(Rinnovabili.it) – Uniti si vince, almeno così insegnano le più recenti lotte per l’ambiente nel Nord America. La mobilitazione internazionale sui due lati del confine tra Usa e Canada era nata già con le proteste contro il Keystone XL, oleodotto di 2mila km che avrebbe dovuto trasportare più di 800mila barili al giorno di sabbie bituminose. Più di recente l’opposizione dei nativi Sioux al DAPL, in Dakota, aveva raccolto adesioni dagli ambientalisti di tutto il continente. Adesso queste esperienze confluiscono in qualcosa di più grande e – forse – anche più organizzato e incisivo.
Oltre 50 tribù di nativi americani degli Stati Uniti e del Canada infatti hanno appena firmato la Treaty Alliance Against Tar Sands Expansion, un accordo per unire le proteste e fare fronte comune. Il focus principale è sulle sabbie bituminose, proprio quelle in ballo nel maxi progetto del Keystone XL. Ma il testo del patto nomina anche progetti di gasdotti e oleodotti che vengono portati avanti dalle grandi compagnie senza consultare le popolazioni locali e con discutibili criteri di rispetto dell’ambiente. Le aziende nel mirino sono per il momento Kinder Morgan, TransCanada Corp e Enbridge.

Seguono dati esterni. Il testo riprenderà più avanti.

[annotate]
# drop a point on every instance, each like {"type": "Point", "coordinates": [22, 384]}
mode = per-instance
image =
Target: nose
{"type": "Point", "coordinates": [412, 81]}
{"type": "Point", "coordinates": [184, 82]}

Si tratta della più vasta organizzazione di protesta mai creata da nativi americani, e potrebbe crescere col passare del tempo. L’esperienza del DAPL infatti ha dimostrato che oggi le ragioni della protesta possono essere accolte e fatte proprie anche da Ong ambientaliste, creando un movimento sfaccettato e decisamente più insidioso per le corporation che spingono per i grandi progetti energetici.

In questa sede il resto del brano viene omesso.